Dense el gusto de al menos escuchar a nuestros jerarcas radiales decir que no es posible distribuir el cobro que realizan al pueblo por opinar, que dónde se ha visto eso.

Bueno, y aquellas emisoras comunitarias y/o alternativas que no reciben pasta del Gobierno, hijos, implementen tales mensajerías para que quienes trabajan con ustedes al micrófono se ganen al menos dos lochas. Quizá las comunidades respectivas se solidaricen y diezmen a favor de quienes sostienen la programación.

domingo, mayo 03, 2009

BANDA SONORA


Como a ustedes, me va mejor cuando escribo con mi propia banda sonora como fondo cerebral.

Escribir mientras escucho mi selección musical me concede una sensación de agonía, de quiebre, de quema de nave, de entrada a una dimensión alejada de toda realidad.Escribir con musiquita, casi siempre nos traslada a un mundo cósmico.

Me ha vuelto a suceder esta tarde, mientras por el chat converso con el juglar Rubén Blandes tratando de hacer un viaje de su alma política. Mientras discurre la cháchara –cháchara a la que Rubén le hurta el cuerpo- hago que se repita sin cansancio el número “El padre Antonio y su monaguillo Andrés”, una canción que desde la primera vez me ha causado instintiva indignación por ser una historia que si bien en las primeras no supe que era basada en hechos reales, me bastaba saber que un cura bueno había sido asesinado para llorar internamente de la arrechera.

Hoy mientras la escucho insistentemente al tiempo que con Rubén jugamos al gato y al ratón, me percató de una consigna soltada por el poeta como epílogo de su denuncia: “Aquí matan a la gente, pero no a la idea”.

Este desgarre de Rubén me remontó al justo instante en que sentí que la rebeldía podía ser una buena causa. Comenzaban los 90 y en la Universidad de Carabobo, en la pared de entrada que daba hacia las aulas de Educación poco después de traspasar el arco universitario, me topé con un graffiti cuyo mensaje estribaba en un espeluznante canto de lucha: “Podrán cortar las flores, pero no detendrán la primavera”.

Leí aquella vaina y me quedé un rato contemplándola. Me sentí importante y que me quedé con la frase y la plagié tantísimas veces en tantísimos intentos de amoríos. Eran aquellos tiempos no tan remotos en que las policías mataban impunemente a los estudiantes y poquísimas las sotanas que salían a batirse en defensa de la juventud masacrada.

Así que trataba infructuosamente de que Rubén me dijera si todavía él se consideraba un hombre de izquierda, o que si luego de cinco años de servicio público consideraba que había servido a un proyecto reivindicador de los escoñetados de América Latina y el mundo (tiene en marcha su cuenta regresiva de los días que le faltan para deshacerse del compromiso patrio).

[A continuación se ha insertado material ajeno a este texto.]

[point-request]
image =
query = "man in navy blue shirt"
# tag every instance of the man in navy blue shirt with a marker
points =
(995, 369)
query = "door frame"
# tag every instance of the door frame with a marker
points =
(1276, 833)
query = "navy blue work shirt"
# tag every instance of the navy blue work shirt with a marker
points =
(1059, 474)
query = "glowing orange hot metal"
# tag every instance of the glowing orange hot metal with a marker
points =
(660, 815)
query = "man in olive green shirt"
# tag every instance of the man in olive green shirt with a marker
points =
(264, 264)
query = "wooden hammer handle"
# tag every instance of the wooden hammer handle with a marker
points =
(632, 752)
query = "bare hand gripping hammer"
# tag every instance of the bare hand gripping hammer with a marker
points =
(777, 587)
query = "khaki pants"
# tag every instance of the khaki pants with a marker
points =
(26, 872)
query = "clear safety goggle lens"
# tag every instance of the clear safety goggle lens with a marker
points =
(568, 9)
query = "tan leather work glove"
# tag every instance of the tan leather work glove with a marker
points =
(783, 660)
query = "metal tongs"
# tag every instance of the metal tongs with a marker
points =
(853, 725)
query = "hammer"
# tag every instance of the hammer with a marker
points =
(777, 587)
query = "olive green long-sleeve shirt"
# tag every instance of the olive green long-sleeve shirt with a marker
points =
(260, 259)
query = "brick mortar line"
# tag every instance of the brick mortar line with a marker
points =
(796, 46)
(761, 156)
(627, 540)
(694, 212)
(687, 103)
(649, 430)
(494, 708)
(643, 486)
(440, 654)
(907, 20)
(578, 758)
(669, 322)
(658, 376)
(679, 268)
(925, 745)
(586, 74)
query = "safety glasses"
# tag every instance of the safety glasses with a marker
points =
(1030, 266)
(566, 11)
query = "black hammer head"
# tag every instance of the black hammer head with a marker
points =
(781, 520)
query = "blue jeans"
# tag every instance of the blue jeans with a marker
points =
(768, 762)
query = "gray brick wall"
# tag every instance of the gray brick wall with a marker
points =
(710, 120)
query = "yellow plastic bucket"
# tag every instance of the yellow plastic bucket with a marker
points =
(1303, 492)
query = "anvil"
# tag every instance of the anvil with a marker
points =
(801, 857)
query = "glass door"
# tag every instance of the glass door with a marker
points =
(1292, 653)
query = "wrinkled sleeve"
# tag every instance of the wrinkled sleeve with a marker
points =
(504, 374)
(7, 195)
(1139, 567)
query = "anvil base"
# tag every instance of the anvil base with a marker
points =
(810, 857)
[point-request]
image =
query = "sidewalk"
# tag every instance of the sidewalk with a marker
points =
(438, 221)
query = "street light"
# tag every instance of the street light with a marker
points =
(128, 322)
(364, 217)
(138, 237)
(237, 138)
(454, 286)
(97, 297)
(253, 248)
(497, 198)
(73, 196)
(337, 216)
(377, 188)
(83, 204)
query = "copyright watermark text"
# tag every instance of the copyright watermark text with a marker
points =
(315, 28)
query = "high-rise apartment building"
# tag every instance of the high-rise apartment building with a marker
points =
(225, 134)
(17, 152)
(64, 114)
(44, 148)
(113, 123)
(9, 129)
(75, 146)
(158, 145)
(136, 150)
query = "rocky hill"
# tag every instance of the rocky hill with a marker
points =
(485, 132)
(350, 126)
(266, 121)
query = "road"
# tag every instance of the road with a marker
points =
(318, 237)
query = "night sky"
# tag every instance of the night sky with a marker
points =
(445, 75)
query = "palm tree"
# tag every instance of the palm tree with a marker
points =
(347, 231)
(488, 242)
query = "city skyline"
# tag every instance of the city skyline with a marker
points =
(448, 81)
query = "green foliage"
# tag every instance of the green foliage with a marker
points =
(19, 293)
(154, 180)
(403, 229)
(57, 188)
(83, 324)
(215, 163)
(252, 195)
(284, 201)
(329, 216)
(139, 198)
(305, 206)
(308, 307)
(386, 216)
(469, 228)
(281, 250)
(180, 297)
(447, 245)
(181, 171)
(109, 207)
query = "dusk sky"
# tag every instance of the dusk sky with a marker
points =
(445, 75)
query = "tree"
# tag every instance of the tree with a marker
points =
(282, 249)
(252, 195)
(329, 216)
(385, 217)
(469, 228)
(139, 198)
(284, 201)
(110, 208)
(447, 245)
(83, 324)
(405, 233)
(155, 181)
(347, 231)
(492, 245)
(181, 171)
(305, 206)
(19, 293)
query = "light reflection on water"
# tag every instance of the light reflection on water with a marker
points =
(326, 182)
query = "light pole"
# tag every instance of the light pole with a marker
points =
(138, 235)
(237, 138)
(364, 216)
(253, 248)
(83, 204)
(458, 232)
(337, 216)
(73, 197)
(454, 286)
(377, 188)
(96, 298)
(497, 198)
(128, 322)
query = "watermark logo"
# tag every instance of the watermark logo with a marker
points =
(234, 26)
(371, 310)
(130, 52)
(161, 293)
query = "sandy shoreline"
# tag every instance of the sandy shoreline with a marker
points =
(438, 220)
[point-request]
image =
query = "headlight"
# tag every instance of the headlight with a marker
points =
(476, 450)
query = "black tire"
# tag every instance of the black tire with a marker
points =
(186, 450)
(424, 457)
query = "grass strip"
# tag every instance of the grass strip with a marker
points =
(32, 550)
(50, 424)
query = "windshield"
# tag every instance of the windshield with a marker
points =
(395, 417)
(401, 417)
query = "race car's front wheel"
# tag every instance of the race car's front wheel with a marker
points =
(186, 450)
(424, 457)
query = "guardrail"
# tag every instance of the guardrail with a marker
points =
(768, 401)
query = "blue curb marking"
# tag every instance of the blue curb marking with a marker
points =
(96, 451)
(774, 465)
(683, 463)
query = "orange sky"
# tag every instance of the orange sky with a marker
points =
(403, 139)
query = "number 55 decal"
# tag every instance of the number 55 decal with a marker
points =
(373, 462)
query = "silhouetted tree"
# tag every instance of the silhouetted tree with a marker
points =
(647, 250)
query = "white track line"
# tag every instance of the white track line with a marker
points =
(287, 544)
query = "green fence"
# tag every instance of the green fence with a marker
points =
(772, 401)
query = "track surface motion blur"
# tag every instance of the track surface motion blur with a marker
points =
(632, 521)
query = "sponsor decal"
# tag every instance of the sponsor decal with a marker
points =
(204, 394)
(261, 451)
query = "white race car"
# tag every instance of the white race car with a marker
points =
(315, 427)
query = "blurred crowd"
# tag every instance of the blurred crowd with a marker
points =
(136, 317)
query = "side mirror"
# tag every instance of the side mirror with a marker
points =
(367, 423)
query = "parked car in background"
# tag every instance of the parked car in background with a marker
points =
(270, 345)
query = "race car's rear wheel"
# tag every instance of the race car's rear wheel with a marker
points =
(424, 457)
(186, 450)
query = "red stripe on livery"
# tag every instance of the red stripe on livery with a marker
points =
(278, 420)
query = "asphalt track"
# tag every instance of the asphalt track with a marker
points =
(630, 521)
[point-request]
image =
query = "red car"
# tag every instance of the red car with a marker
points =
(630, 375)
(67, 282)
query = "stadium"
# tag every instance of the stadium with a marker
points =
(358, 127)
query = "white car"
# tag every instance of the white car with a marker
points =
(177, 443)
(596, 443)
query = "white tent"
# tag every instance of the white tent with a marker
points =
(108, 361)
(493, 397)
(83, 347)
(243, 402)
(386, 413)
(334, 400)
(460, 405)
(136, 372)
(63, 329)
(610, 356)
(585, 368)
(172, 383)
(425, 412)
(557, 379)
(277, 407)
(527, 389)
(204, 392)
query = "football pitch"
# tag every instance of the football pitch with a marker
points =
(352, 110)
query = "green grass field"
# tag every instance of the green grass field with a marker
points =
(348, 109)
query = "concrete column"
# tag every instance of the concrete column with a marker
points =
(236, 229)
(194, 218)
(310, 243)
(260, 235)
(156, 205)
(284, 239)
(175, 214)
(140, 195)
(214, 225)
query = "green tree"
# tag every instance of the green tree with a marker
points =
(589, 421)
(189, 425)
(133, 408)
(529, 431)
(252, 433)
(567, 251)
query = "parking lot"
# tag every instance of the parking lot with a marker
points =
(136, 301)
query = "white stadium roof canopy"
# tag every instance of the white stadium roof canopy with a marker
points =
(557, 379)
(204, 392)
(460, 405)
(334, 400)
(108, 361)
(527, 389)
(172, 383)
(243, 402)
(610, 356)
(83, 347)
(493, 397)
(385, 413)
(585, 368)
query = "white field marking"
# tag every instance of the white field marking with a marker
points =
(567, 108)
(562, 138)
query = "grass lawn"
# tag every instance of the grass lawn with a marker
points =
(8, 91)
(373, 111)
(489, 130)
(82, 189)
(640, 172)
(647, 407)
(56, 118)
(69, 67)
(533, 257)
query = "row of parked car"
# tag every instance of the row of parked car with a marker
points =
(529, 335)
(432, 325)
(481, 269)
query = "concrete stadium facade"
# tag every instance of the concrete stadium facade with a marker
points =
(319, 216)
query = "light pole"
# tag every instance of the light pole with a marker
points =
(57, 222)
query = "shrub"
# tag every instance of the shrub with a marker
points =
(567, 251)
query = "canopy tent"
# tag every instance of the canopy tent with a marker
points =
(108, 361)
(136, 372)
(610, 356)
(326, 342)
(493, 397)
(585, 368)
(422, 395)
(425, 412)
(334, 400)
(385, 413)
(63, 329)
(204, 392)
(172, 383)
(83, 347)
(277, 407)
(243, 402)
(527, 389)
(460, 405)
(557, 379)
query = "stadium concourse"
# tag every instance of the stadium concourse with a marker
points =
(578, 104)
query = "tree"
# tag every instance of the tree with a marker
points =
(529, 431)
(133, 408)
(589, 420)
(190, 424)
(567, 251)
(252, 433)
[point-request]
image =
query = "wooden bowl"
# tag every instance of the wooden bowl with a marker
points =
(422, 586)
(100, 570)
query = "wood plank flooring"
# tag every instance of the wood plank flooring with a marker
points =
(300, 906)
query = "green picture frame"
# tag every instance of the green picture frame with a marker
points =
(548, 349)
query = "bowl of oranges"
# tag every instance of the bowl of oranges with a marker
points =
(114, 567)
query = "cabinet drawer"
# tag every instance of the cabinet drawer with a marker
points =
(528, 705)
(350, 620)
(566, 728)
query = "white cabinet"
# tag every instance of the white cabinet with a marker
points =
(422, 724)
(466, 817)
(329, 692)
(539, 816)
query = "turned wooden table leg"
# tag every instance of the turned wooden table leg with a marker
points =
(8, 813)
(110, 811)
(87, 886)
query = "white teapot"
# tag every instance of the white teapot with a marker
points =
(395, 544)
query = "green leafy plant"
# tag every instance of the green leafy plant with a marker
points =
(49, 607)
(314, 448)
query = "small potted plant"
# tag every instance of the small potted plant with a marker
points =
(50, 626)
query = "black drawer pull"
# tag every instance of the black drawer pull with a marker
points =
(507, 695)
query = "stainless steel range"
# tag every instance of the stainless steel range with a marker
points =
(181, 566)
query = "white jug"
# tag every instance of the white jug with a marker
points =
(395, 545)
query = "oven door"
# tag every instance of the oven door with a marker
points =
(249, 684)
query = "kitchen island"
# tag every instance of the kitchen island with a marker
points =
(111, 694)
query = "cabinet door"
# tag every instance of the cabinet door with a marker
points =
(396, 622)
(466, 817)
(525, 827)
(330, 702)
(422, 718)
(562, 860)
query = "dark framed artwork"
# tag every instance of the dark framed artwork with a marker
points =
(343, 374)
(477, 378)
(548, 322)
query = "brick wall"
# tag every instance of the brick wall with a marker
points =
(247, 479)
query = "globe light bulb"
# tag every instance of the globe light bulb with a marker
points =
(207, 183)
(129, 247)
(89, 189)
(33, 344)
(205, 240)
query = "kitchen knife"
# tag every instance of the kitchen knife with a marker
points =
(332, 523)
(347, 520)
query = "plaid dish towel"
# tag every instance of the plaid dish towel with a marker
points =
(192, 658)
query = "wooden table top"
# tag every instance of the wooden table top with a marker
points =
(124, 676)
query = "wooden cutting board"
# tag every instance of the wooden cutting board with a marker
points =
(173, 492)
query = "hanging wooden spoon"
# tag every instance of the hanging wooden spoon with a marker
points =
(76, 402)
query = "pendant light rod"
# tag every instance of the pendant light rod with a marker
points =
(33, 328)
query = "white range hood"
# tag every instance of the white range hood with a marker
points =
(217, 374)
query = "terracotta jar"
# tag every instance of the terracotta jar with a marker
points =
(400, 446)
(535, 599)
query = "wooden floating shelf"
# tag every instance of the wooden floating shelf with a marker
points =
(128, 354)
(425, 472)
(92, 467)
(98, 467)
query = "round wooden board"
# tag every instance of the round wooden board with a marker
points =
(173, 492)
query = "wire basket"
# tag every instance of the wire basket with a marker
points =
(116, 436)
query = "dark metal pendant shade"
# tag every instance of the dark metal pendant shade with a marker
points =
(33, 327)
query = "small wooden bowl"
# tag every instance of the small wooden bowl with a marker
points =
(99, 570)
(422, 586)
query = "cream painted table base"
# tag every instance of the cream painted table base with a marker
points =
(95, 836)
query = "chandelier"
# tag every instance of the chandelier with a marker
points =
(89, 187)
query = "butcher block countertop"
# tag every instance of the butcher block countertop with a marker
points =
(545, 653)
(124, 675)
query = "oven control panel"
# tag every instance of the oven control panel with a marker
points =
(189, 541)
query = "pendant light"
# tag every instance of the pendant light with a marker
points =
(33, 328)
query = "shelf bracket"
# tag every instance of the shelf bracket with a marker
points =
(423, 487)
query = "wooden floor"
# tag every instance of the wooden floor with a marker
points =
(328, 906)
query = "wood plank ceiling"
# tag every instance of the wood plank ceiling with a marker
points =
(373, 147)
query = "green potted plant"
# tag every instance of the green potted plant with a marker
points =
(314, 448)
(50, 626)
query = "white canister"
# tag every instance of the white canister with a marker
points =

Se va por las ramas ante la inquisición. No piso acelerador, de puro comprensivo, pues Rubén emprendió gira y hará parada en Venezuela (está confirmada Barquisimeto) y es algo lógico que quiera evitar los pantanos.

Si me hubiera dado el dedo, le agarro todo el brazo y lo encallejono pretendiendo saber si aquel alegre cantante de los 80 que fustigaba al tiburón que se acercaba a una orilla en la que solo se hablaba español; si el poeta que se lamentaba que en lugar del sol amaneciera un dólar; nada menos que el cantante de "Plantación Adentro"… de haberse presentado la ocasión yo le hubiera preguntado si aquel muchacho insolente había muerto devenido en esquirol del salvaje capitalismo. Pero supo aguantar el swing ante las curvitas afuera. Se guarda su opinión sobre la Revolución Bolivariana (hace rato que tira piedras hacia Cuba).

Busqué otros atajos para sostener la cordialidad. Hace unos cuatro o cinco años que ando asido del acertijo que habita la canción “Amor y control”. Allí está la clave de un ejercicio narrativo que me tengo prometido. La pista está en lamento que parece decir algo así como you, nuuu, un falsete, un quiebre de voz que quiere transmitir dolor del alma. Sigo en esta cacería, algún día se sabrá de la jornada.

Mientras me distraigo en elucubraciones, Rubén se me ha escapado del chat. Se desapareció metiendo las mismas zancadas del mítico Pedro Navaja. Por cierto, ¿en qué país andará hoy prófugo Pedro Navaja? ¿O se habrá metido a paramilitar?